Open-Access: This article is an open-access article which was selected by an in-house editor and fully peer-reviewed by external reviewers. It is distributed in accordance with the Creative Commons Attribution Non Commercial (CC BY-NC 4.0) license, which permits others to distribute, remix, adapt, build upon this work non-commercially, and license their derivative works on different terms, provided the original work is properly cited and the use is non-commercial. See: http://creativecommons.org/licenses/by-nc/4.0/
Correspondence to: René Drucker-Colín, PhD, Departamento de Neuropatología Molecular, Instituto de Fisiología Celular, Universidad Nacional Autónoma de México, Circuito Exterior s/n, Ciudad Universitaria, Ciudad de México 04510, México. drucker@unam.mx
Telephone: +52-5-6225732
Received: January 20, 2017
Peer-review started: January 20, 2017
First decision: April 14, 2017
Revised: May 8, 2017
Accepted: May 12, 2017
Article in press: May 15, 2017
Published online: June 24, 2017
Processing time: 153 Days and 22.6 Hours
Abstract

Cell grafting has been considered a therapeutic approach for Parkinson’s disease (PD) since the 1980s. The classical motor symptoms of PD are caused by the loss of dopaminergic neurons in the substantia nigra pars compacta, leading to a decrement in dopamine release in the striatum. Consequently, the therapy of cell-transplantation for PD consists in grafting dopamine-producing cells directly into the brain to reestablish dopamine levels. Different cell sources have been shown to induce functional benefits on both animal models of PD and human patients. However, the observed motor improvements are highly variable between individual subjects, and the sources of this variability are not fully understood. The purpose of this review is to provide a general overview of the pioneering studies done in animal models of PD that established the basis for the first clinical trials in humans, and compare these with the latest findings to identify the most relevant aspects that remain unanswered to date. The main focus of the discussions presented here will be on the mechanisms associated with the survival and functionality of the transplants. These include the role of the dopamine released by the grafts and the capacity of the grafted cells to extend fibers and to integrate into the motor circuit. The complete understanding of these aspects will require extensive research on basic aspects of molecular and cellular physiology, together with neuronal network function, in order to uncover the real potential of cell grafting for treating PD.

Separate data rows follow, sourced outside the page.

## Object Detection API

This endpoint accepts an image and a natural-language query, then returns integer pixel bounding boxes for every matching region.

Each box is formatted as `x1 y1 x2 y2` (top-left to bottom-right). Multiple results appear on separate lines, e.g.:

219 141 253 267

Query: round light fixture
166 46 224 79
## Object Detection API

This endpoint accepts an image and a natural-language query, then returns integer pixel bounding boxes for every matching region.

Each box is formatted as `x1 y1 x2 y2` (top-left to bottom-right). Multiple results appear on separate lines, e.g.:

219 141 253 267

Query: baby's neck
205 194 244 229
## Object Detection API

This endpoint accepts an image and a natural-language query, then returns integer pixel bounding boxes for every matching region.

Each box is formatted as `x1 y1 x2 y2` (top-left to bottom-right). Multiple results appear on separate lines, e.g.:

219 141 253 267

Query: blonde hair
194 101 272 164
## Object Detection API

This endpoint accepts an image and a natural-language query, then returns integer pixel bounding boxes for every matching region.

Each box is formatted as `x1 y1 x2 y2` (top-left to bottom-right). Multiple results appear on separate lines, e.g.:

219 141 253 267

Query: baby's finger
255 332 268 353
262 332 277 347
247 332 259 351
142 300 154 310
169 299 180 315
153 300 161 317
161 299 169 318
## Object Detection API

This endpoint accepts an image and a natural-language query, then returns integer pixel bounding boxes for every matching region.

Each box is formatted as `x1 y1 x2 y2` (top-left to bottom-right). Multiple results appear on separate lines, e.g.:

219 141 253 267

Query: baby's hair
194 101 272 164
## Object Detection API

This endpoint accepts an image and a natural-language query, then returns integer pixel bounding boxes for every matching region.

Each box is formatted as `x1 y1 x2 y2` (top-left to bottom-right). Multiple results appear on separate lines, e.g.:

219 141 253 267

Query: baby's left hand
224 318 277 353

Keywords: Parkinson’s disease; Cell replacement; Animal models; Nigrostriatal pathway; Striatum; Dopaminergic loss

Core tip: The first studies on cell transplantation for Parkinson’s disease were published during the early 80s. Since then, it has been shown that different cell types induce functional benefits but with high variability among subjects. Here, we first provide a general overview of the field during its early years. Then, we discuss some factors associated with the functionality of the graft based on the latest findings, and highlight the importance of understanding basic aspects (e.g., factors influencing graft integration) which ultimately could contribute to reducing the variability of the functional outcome-an important requirement for its application in the clinic.